The second challenge in developing benchmarks for datacenter workloads is that it is insufficient for a benchmark to simply achieve performance similar to the real-world application it models at the macro level in terms of throughput, latency, and CPU utilization. Instead, its performance characteristics at the microarchitecture level must also be sufficiently close. Otherwise, even if their performance is similar for the current generation of CPUs, as the next-generation CPU evolves with a different microarchitecture, performance may diverge significantly.

The key microarchitecture-level performance characteristics include: (1) instructions per cycle (IPC); (2) cache miss rates; (3) branch misprediction; (4) memory bandwidth usage; (5) effective CPU frequency; (6) overall power consumption and its breakdown across various CPU and server components; (7) instruction stall causes; (8) CPU cycles spent in the OS kernel and user space; and (9) CPU cycles spent in application logic and "datacenter tax" [23], such as libraries for RPC and compression.

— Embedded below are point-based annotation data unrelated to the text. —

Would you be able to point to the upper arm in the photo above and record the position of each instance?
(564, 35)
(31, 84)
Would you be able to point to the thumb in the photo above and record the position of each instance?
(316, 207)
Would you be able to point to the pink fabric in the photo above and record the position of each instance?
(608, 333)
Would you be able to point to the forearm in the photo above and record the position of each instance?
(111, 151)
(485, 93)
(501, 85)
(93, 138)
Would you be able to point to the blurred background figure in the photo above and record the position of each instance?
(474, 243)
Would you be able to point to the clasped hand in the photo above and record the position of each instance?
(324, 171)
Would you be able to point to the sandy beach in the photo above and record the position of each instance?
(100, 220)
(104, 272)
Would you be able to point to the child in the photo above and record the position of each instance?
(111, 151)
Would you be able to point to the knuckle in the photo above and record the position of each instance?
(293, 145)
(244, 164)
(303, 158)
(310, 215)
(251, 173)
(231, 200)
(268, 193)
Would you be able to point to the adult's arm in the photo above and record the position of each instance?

To address these complexities, we devise a holistic approach to evaluate benchmark fidelity against production workloads across all aforementioned aspects. We then iteratively refine the benchmarks to reduce performance gaps relative to production workloads.

We make the following contributions in this paper.

**Novelty**: We develop a comprehensive approach to (1) faithfully modeling key software features of production workloads, such as highly optimized multi-process or multi-thread concurrency, and (2) measuring and improving benchmark fidelity against production workloads across a broad range of microarchitecture metrics. This novel combination is made possible by our direct access to the source code and production deployments of datacenter workloads. This approach enables the creation of benchmarks that accurately reflect real-world applications with millions of lines of code, within a 3.3% error margin. To our knowledge, this level of comprehensiveness and accuracy has not been reported previously.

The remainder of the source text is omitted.